Horace : Bamboula d’hiver (Quantum distet ab Inacho Codrus, in Odes, III, 19)

_____Tu dis combien d’années séparent
Inachus de Codrus, mort avec grand courage
_____pour sa patrie, race d’Éaque,
hostilités menées sous Ilion la sainte,
_____mais à quel prix nous achetons
le cruchon de Chios et qui fait chauffer l’eau,
_____qui sera notre hôte, à quelle heure
me passera ce froid péligne, tu le tais*.

_____Buvons ! à la lune nouvelle !
à la mi-nuit ! buvons ! garçon, vite ! à l’augure
_____Murena ! – Trois ou neuf cyathes**
à ras bord de vin pur à mélanger à l’eau ?
_____Aimant l’imparité des Muses,
le poète, exalté, veut trois fois trois cyathes,
_____« N’en ajoutez pas plus de trois »,
s’oppose, redoutant les bagarres, la Grâce
_____accompagnée de ses sœurs nues.

Qu’il est bon d’être fou !… Mais d’où vient que la flûte
_____de Bérécynthe perde souffle  ?
qu’est pendu le syrinx, que la lyre est sans voix ?
_____Je déteste qu’on ait la main
chiche, moi ! Fais pleuvoir les roses, qu’ils entendent
_____un fier chahut, jaloux, Lycus,
et la voisine, au vieux Lycus mal assortie !
_____ Paré de tes cheveux épais,
tu ressembles, Télèphe, au pur astre du soir.
_____Rhodê t’appelle, en âge d’homme :
mon amour pour Glycère à feu lent me consume.

*

* : Un fâcheux (Télèphe ?) y va de son érudition ; or l’important, c’est pour Horace de savoir où se tiendra le banquet du soir, en l’honneur d’un certain Murena, qui vient d’être nommé augure ; les amis ont pour l’occasion acheté à grand frais du vin de Chios, et espèrent bien se réchauffer dans la maison de leur hôte : on est en hiver, le froid est qualifié de « péligne », c’est-à-dire comme il en règne dans les montagnes du pays samnite (Italie centrale).
** : il en va des pratiques traditionnelles du banquet romain : le vin ne se buvait pas pur, mais mêlé d’eau selon des proportions données, plus ou moins enivrantes. Ce qui est ici proposé, c’est, soit trois parties de vin pur pour neuf d’eau, soit l’inverse.  

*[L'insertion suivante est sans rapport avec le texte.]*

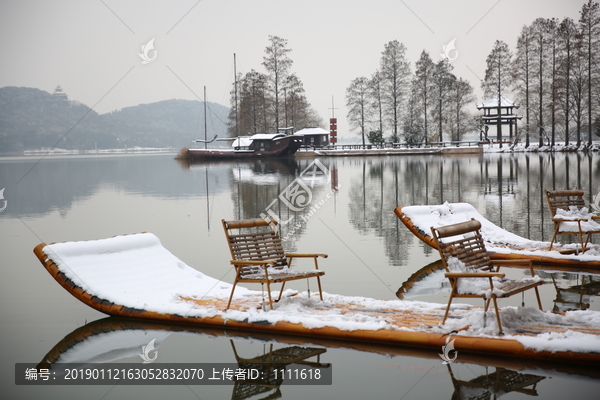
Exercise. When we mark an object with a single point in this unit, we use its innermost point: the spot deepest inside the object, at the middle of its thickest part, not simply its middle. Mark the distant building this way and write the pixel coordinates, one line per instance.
(60, 94)
(498, 111)
(313, 137)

___Quantum distet ab Inacho
Codrus, pro patria non timidus mori,
___narras, et genus Aeaci,
et pugnata sacro bella sub Ilio.
___Quo Chium pretio cadum
mercemur, quis aquam temperet ignibus,
___quo praebente domum et quota
Paelignis caream frigoribus, taces.
___Da lunae propere novae,
da noctis mediae, da, puer, auguris
___Murenae. Tribus aut novem
miscentur cyathis pocula commodis?
___Qui Musas amat imparis,
ternos ter cyathos attonitus petet
___vates, tris prohibet supra
rixarum metuens tangere Gratia
___nudis iuncat sororibus.
Insanire iuvat . . . Cur Berecyntiae
___cessant flamina tibiae?
Cur pendet tacita fistula cum lyra?
___Parcentis ego dexteras
odi: sparge rosas; audiat invidus
___dementem strepitum Lycus,
et vicina seni non habilis Lyco.
___Spissa te nitidum coma,
puro te similem, Telephe, Vespero
___tempestiva petit Rhode:
me lentus Glycerae torret amor meae.


Cette traduction originale, due à Lionel-Édouard Martin, relève du droit de la propriété intellectuelle. Il est permis de la diffuser, à la condition expresse que le nom du traducteur soit clairement indiqué.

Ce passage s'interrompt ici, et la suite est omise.